Prognostic analysis of patients with brain metastases from non-small cell lung cancer treated with different doses of whole brain radiotherapy
10.3760/cma.j.cn113030-20210405-00140
- VernacularTitle:非小细胞肺癌脑转移患者全脑放疗不同剂量预后分析
- Author:
Dongxing SHEN
1
;
Zhikun LIU
;
Zhensheng LI
;
Huina HAN
;
Yuguang SHANG
;
Longyu ZHU
;
Deyou KONG
;
Jian ZHANG
;
Fuyin QU
;
Jun ZHANG
Author Information
1. 河北医科大学第四医院东院放疗科,石家庄 050035
- Keywords:
Carcinoma, non-small cell lung, brain metastasis/whole brain radiotherapy;
Dose;
Prognosis
- From:
Chinese Journal of Radiation Oncology
2022;31(4):340-346
- CountryChina
- Language:Chinese
-
Abstract:
Objective:To analyze the prognosis and influencing factors of patients with brain metastases from non-small cell lung cancer (NSCLC) treated with different doses of whole brain radiotherapy (WBRT).Methods:A total of 244 NSCLC patients with brain metastases who underwent WBRT in the Fourth Hospital of Hebei Medical University from 2013 to 2015 were analyzed retrospectively.
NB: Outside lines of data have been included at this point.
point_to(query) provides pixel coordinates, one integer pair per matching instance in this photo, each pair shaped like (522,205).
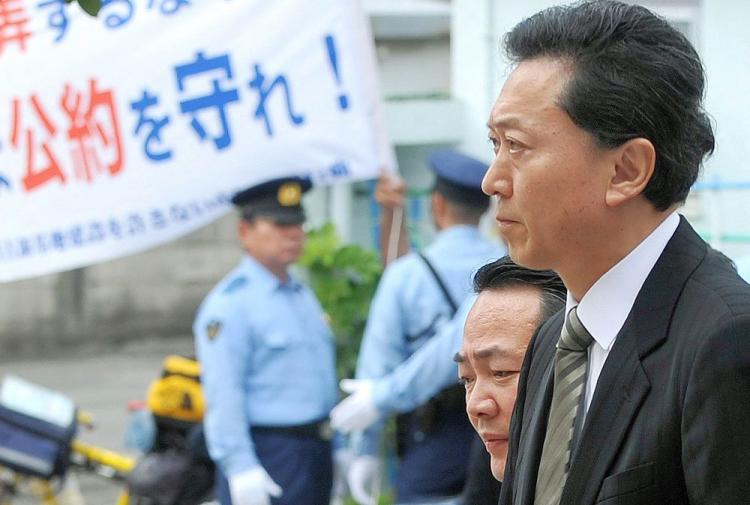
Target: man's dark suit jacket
(669,422)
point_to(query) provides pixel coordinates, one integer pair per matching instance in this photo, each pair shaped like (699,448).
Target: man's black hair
(504,273)
(632,76)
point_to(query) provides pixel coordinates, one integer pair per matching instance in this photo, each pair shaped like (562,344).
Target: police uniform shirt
(267,359)
(427,371)
(409,307)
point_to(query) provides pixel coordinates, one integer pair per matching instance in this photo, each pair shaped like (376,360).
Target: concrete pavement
(102,383)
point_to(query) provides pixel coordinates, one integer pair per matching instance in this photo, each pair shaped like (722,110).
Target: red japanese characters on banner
(91,129)
(108,148)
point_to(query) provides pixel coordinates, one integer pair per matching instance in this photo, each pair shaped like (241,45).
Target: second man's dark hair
(504,273)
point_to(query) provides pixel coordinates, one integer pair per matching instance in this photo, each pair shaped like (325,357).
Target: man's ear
(633,168)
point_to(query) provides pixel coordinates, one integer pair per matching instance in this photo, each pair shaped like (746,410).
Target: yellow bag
(177,395)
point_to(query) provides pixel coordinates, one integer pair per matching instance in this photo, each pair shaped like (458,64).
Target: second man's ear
(634,167)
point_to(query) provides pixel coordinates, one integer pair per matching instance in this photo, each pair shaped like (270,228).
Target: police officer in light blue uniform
(268,366)
(417,296)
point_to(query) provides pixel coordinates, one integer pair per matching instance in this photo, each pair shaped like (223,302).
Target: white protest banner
(124,131)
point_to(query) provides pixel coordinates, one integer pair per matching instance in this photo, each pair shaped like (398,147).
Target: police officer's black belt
(319,429)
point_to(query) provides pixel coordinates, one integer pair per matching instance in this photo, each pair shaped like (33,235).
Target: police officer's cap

According to different doses of WBRT (EQD 2Gy), they were divided into the 30-39 Gy group ( n= 104) and ≥40 Gy group ( n= 140). The intracranial progression-free survival (iPFS) and overall survival (OS) were compared betweentwo groups. According to the number of brain metastases, GPA score, KPS score, chemotherapy and targeted therapy, the prognosis of different doses of WBRT was further analyzed. Results:The median iPFS and OS of all patients were 6.9 months and 11.8 months, respectively. Univariate survival analysis: the 1-year iPFS and 1-year OS between two groups were 22.5% and 25.4%( P=0.430) and 41.1% and 46.4%( P=0.068), respectively. Multivariate survival analysis: different doses of WBRT were not associated with the improvement of iPFS and OS; independent factors influencing iPFS included local boost, gender, number of brain metastases, chemotherapy and targeted therapy; independent factors influencing OS included gender, number of brain metastases, chemotherapy and targeted therapy. Subgroup analysis: in patients with KPS≥90, the 1-year iPFS and OS of patients with WBRT ≥ 40 Gy were seemingly better than those of their counterparts with 30-39 Gy, but the difference was statistically significant only in OS ( P=0.047), the difference was not statistically significant in iPFS ( P=0.068); in patients with chemotherapy, the 1-year iPFS and OS of patients with WBRT≥40 Gy were better than those of their counterparts with 30-39 Gy ( P=0.017, P=0.012); in patients with targeted therapy, the 1-year iPFS and OS in the WBRT≥40 Gy group were better than those in the 30-39 Gy group ( P=0.012, P=0.045). Conclusions:The 30-39 Gy may be the appropriate dose of WBRT for NSCLC patients with brain metastases. WBRT≥40 Gy does not bring more benefits. WBRT≥40 Gy may benefit NSCLC patients with brain metastases with high KPS score or active systemic therapy.